Everything went topsy-turvey in 2020, including this blog. By the end of the year it expanded to cover whatever I needed in my personal and professional life. This is the third in a series of personal posts I am making later in the year about life early on in the pandemic (dated from when they first appeared in other location – this piece an interview for Readers Digest.)
How to Cope With Covid-19 Grief, According to Therapists
These three people lost their fathers to Covid-19; here are their stories of loss, and therapists’ advice on how to grieve during lockdown.
Barry Joseph, a Forest Hills, New York-based digital learning expert, recently buried his father in a Long Island cemetery plot next to his mother, who had passed away decades earlier.
Paul Joseph, a devoted father and grandfather, was just shy of his 88th birthday when he died in the hospital from Covid-19. “When I recall my mother’s funeral in 1990, in our pre-Covid era, I can still feel the love that came from the crowd surrounding us, and the support I drew from the Hebrew prayers they all chanted,” Joseph recalls. “This time, however, standing before his open grave, adjacent to my mother’s, their complete absence was deafening.”
Joseph set up his iPhone on a tripod so that his sister and other loved ones could participate in the funeral. But it wasn’t the same.
How could it be?
“With Covid-19, you can’t be near someone if they are in the hospital, you can’t touch them, and you can’t say goodbye,” says Evan Imber-Black, PhD, program director of the Marriage and Family Therapy Master’s Program at Mercy College in Dobbs Ferry, New York. “Right from the start there is a huge difference from the way we are used to saying goodbye to a loved one who departs, and there is not some magic way to replace that,” says Imber-Black, who is also the director of the Center for Families and Health at Ackerman Institute for the Family in New York City.
As the number of deaths from Covid-19 continues to climb, many more individuals will be faced with such loss. They may also find themselves saying goodbye to their loved ones virtually due to strict isolation protocols in hospitals. Social distancing has also dramatically changed end-of-life rituals, leaving many mourners without a map.

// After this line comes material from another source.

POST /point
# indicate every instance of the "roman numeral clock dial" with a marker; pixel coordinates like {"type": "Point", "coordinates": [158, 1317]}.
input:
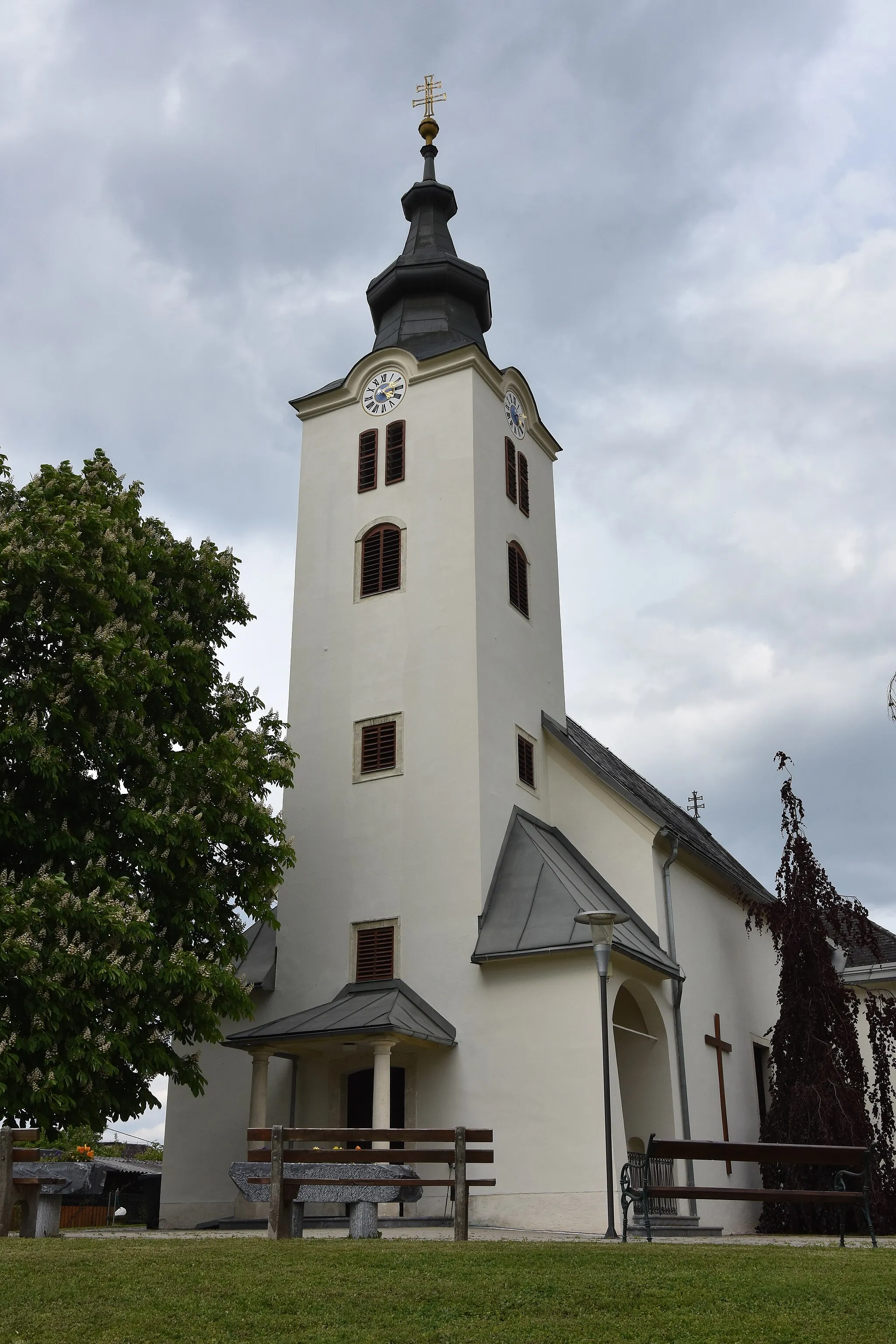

These individuals who shared their stories with The Healthy all lost older parents, but this disease does not discriminate and is not just striking the elderly—that’s just one of the many myths about coronavirus.
Complicated grief
The contagious nature of Covid-19 sets individuals up for complicated, ambiguous, and extreme grief, says Sherry Cormier, PhD, a psychologist who specializes in grief and grief mentoring and author of Sweet Sorrow: Finding Enduring Wholeness after Loss and Grief.
“Most of us are losing people to Covid-19 and we are not present when the person dies which makes it much more difficult to get closure,” says Cormier, who’s also professor emeritus in the department of counseling, rehabilitation counseling, and counseling psychology at West Virginia University in Morgantown. “When we are with someone who passes, it can be easier to accept because we are there to witness it.”This video file cannot be played.(Error Code: 203000)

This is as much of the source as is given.